- Directed by: Jack Smight
- Written by: Edward DeBlasio
- Produced by: Jon Epstein (Producer); David Victor (Executive producer);
- Starring: Robert Vaughn; Arthur Kennedy; Martha Scott; June Dayton;
- Release date: March 11, 1974;
- Running time: 60 min.
- Country: United States
- Language: English

= The Man from Independence =

The Man from Independence is a 1974 biographical–drama film directed by Jack Smight and written by Edward DeBlasio.
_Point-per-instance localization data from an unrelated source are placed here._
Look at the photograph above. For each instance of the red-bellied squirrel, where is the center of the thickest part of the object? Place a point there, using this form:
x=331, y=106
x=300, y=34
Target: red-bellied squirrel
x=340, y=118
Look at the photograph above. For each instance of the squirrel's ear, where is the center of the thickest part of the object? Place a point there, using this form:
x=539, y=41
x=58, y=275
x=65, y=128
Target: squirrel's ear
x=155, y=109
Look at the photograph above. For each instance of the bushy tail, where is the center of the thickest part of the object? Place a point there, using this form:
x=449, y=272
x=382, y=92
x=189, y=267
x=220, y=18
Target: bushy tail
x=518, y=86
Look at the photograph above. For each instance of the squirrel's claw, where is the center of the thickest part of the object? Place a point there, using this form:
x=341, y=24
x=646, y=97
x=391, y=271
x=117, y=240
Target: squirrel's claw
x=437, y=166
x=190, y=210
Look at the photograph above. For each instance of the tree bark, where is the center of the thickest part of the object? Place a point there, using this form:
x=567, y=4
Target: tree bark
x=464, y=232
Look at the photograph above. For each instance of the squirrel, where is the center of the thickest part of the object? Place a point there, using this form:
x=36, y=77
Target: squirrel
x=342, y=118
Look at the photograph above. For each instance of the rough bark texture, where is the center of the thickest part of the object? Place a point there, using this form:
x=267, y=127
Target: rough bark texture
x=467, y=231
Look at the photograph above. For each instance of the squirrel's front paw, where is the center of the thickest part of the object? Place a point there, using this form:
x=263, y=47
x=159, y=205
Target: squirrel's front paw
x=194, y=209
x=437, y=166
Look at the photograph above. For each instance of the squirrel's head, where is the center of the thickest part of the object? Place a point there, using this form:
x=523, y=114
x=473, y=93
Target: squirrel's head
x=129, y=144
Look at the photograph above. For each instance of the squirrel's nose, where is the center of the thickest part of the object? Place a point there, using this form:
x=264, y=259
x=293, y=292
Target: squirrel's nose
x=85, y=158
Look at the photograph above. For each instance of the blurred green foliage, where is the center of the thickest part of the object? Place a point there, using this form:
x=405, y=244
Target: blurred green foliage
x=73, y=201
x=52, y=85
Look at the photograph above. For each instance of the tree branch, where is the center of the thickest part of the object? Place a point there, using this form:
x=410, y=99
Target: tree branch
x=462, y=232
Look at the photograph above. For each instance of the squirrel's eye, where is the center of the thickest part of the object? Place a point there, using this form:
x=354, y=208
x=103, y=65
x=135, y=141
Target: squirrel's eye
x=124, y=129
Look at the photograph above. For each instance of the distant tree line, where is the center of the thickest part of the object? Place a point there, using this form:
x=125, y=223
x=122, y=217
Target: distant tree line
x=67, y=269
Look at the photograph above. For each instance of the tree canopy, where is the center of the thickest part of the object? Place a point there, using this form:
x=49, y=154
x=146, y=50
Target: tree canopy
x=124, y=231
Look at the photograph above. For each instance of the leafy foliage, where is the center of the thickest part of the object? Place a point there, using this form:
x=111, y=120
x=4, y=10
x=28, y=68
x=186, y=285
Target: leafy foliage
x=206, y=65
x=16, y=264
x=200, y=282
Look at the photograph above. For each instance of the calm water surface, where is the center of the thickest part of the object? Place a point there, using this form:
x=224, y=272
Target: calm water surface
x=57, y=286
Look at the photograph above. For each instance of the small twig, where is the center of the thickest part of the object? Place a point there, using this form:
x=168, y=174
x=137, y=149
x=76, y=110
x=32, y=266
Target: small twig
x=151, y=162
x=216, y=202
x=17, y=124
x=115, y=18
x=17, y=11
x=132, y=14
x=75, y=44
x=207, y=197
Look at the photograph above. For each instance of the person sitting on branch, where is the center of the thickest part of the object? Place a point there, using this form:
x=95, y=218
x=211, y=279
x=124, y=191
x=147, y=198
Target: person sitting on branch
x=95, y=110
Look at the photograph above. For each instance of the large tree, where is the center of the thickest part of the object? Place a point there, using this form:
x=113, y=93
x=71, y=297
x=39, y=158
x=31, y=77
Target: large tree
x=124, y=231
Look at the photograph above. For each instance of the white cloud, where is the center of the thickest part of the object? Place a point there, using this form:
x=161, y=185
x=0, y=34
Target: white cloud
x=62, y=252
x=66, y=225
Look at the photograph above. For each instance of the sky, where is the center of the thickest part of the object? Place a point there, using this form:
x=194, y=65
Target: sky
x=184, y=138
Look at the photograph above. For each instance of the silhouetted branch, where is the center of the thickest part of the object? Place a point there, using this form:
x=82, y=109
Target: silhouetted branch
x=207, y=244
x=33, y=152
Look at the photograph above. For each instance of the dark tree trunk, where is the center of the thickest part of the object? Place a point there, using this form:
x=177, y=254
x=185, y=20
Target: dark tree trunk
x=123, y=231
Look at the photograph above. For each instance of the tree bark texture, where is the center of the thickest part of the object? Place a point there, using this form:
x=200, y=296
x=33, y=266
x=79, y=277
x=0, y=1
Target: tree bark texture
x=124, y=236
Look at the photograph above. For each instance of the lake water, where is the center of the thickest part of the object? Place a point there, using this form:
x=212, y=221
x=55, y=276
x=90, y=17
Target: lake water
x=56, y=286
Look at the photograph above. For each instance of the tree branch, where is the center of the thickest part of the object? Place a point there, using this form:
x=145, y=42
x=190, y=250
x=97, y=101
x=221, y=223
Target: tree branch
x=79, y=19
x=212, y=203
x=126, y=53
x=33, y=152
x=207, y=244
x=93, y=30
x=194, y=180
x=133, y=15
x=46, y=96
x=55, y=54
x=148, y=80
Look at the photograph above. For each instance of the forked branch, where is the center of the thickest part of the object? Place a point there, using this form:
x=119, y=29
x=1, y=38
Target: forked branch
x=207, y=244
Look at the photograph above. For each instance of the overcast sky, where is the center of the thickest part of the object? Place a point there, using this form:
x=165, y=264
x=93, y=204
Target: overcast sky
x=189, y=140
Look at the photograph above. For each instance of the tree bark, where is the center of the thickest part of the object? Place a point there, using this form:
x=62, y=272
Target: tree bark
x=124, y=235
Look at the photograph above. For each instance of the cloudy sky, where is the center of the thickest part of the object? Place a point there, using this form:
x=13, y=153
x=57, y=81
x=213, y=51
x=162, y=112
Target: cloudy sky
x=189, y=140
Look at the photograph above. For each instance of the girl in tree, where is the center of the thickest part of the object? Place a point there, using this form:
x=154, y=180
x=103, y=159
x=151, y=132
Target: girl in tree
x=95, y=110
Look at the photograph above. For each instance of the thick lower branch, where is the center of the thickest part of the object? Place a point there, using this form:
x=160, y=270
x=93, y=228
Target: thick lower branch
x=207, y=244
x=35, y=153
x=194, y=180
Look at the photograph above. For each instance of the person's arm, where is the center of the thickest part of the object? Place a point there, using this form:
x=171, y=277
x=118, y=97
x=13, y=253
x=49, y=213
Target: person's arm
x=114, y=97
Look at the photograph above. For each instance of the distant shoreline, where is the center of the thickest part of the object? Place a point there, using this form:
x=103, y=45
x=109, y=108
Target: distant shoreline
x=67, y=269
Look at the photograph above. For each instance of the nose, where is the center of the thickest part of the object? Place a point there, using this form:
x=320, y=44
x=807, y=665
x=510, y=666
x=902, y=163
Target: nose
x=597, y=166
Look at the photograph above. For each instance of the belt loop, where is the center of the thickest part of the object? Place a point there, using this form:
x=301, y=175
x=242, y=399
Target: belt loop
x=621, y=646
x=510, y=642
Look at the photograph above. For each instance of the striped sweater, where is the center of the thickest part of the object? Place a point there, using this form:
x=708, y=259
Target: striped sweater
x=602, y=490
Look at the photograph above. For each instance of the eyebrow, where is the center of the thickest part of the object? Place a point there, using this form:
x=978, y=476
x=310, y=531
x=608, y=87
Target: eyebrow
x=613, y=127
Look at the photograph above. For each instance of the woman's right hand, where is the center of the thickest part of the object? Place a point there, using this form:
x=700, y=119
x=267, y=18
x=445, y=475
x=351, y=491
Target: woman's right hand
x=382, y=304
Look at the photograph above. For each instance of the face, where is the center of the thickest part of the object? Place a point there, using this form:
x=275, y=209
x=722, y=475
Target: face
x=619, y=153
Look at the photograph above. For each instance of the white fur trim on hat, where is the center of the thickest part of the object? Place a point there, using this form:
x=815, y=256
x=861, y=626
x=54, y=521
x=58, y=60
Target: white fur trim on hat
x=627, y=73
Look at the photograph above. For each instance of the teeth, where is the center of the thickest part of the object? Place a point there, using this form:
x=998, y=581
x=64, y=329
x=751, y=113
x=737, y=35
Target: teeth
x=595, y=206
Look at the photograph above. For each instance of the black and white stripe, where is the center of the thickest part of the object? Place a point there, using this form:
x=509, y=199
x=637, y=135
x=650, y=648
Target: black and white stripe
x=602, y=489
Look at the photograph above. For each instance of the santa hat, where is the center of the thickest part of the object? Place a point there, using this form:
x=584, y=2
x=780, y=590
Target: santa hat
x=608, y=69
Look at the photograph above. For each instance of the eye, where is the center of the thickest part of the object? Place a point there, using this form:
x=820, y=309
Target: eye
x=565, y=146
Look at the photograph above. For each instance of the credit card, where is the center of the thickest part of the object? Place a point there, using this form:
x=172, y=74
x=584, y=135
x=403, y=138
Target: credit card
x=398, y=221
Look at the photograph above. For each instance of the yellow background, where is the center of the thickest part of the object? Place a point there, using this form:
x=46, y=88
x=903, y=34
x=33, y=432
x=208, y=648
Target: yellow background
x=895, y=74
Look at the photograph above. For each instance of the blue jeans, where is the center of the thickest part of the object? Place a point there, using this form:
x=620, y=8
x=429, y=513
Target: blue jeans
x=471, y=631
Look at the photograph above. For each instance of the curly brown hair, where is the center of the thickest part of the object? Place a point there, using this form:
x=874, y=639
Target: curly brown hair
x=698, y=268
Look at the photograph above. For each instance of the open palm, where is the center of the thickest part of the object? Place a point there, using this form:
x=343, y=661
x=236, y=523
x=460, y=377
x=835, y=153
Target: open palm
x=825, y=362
The film stars Robert Vaughn, Arthur Kennedy, Martha Scott, June Dayton, Russell Johnson, Ronne Troup, Alan Fudge, and Tasha Lee.

==Plot==
The film tells the story of Harry S. Truman as he begins his political career in 1929.

==Cast==
- Robert Vaughn as Harry S. Truman
- Arthur Kennedy as Tom Pendergast
- Martha Scott as Mamma Truman
- June Dayton as Bess Truman
- Russell Johnson as Linaver
- Ronne Troup as Constance
- Alan Fudge as Bob Mooney
- Tasha Lee as Margaret Truman
- James Luisi as Stranger
- Lou Frizzell as Quilling
- Leonard Stone as Werner
- Michael Vandever as Lorenzo Dayton
- Alice Backes as Teacher
- Jay Virela as Pete

==Book==
The Man from Independence was written into a book as Harry S. Truman: The Man from Independence by Karin Clafford Farley in July 1989.